大学等の研究機関における研究倫理教育担当者を対象に、グループディスカッションなどを通じて参加者自らが公正な研究活動について考えるワークショップを開催している。

2022年度は、研究倫理教育映像教材「倫理の空白」の普及を目指し、その活用方法を検討するワークショップを計3回開催した(参加者 のべ98名、オンライン開催)。それぞれ「研究倫理映像教材の活用方法を学ぶ」「映像教材を活用した教育と評価を考える」をテーマとし、3名の講師による映像教材を用いたモデル講義や、映像教材による実際の講義案を検討するグループワークなどを通じて、大学や研究機関の多様な環境に応じて研究倫理教育等の推進に役立つものとした。

写真:オンラインでのワークショップの様子

オンラインでのワークショップ(第9回)の様子

研究公正の情報や映像教材をポータルサイトにて発信

研究不正を防⽌し、公正な研究活動を推進するために、研究機関の研究倫理教育担当者や研究者にとって有益な情報を収集し、「研究公正ポータル」から発信している。

主なコンテンツとして、各省庁のガイドライン・指針、調査・研究、研究倫理教材、⼤学や研究機関の研究公正サイトへのリンク集、学協会の行動規範・投稿規定、研究倫理イベント情報・レポート等を掲載している。

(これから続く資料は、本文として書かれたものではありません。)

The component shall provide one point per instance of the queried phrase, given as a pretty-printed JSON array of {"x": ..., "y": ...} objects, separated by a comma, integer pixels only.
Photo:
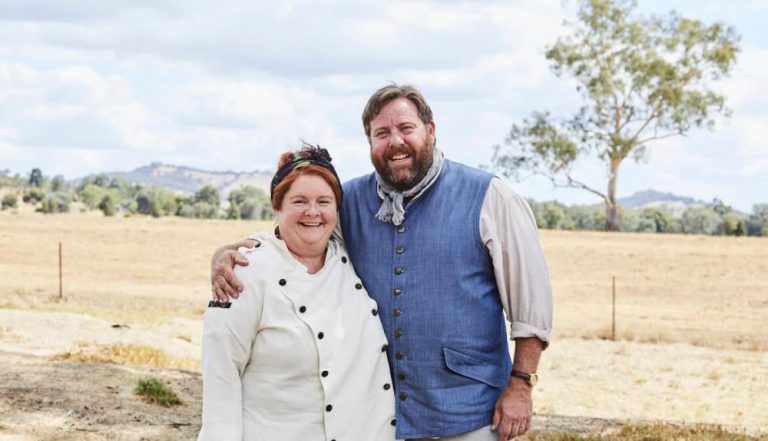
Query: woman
[{"x": 300, "y": 355}]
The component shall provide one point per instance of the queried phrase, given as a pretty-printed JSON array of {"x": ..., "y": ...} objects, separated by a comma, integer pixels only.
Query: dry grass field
[
  {"x": 690, "y": 313},
  {"x": 708, "y": 291}
]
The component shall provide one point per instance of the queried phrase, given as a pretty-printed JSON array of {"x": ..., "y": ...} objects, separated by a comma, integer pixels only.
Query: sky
[{"x": 88, "y": 86}]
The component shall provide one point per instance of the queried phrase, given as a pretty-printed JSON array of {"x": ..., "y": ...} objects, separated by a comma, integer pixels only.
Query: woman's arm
[{"x": 228, "y": 334}]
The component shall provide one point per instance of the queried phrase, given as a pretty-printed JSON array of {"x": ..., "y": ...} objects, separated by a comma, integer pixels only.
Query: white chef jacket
[{"x": 297, "y": 356}]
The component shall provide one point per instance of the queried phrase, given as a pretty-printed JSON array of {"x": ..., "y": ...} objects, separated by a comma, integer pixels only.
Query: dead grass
[
  {"x": 126, "y": 354},
  {"x": 708, "y": 291},
  {"x": 650, "y": 432}
]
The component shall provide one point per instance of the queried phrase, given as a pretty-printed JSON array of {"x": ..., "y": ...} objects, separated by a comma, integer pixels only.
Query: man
[{"x": 445, "y": 250}]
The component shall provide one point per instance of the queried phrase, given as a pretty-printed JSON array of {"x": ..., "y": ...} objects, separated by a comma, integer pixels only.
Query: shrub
[
  {"x": 107, "y": 205},
  {"x": 11, "y": 200},
  {"x": 33, "y": 196},
  {"x": 56, "y": 203},
  {"x": 155, "y": 391}
]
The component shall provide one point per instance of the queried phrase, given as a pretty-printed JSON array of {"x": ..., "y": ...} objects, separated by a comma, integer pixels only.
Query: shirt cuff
[{"x": 525, "y": 330}]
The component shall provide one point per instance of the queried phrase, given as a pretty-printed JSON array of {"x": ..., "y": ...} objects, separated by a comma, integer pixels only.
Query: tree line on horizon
[{"x": 113, "y": 196}]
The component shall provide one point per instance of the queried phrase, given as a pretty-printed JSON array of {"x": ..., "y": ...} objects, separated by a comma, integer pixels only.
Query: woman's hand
[{"x": 224, "y": 282}]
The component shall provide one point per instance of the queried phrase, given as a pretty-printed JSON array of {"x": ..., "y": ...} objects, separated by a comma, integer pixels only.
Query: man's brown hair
[{"x": 389, "y": 93}]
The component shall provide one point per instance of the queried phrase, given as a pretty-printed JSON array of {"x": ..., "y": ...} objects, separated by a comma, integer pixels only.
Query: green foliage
[
  {"x": 10, "y": 200},
  {"x": 701, "y": 220},
  {"x": 59, "y": 184},
  {"x": 11, "y": 181},
  {"x": 641, "y": 79},
  {"x": 33, "y": 195},
  {"x": 36, "y": 178},
  {"x": 209, "y": 195},
  {"x": 91, "y": 195},
  {"x": 107, "y": 205},
  {"x": 56, "y": 203},
  {"x": 654, "y": 220},
  {"x": 155, "y": 391}
]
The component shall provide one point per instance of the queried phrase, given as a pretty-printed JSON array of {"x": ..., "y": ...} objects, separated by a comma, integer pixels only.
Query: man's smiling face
[{"x": 401, "y": 144}]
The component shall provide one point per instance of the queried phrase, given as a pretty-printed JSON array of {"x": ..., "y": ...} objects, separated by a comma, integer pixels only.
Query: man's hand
[
  {"x": 514, "y": 410},
  {"x": 224, "y": 283}
]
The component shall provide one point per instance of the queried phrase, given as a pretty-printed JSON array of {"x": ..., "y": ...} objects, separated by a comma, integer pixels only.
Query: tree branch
[
  {"x": 657, "y": 137},
  {"x": 573, "y": 183}
]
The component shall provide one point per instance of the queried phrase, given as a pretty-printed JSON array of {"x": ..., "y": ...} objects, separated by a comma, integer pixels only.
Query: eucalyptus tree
[{"x": 641, "y": 79}]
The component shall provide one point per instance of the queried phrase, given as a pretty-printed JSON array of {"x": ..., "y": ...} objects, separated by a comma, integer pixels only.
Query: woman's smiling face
[{"x": 308, "y": 215}]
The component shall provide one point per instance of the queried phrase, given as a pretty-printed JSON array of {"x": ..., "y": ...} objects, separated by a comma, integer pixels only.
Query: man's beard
[{"x": 403, "y": 180}]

また、我が国の研究公正に係る取組を諸外国に発信するため、2020年度より英語版も公開している。

研究公正ポータルトップ

また、研究公正ポータルでは、⽶国の保健福祉省の研究公正局(ORI; Office of Research Integrity)が制作した研究倫理教育映像教材「THE LAB」をJSTが⽇本での版権を取得し、⽇本語字幕を付してウェブサイトで公開している。

⾃分が研究不正の場におかれたら、どのような意思決定を⾏うかを疑似体験し、研究者として備えるべき「価値・態度」について学ぶことができる。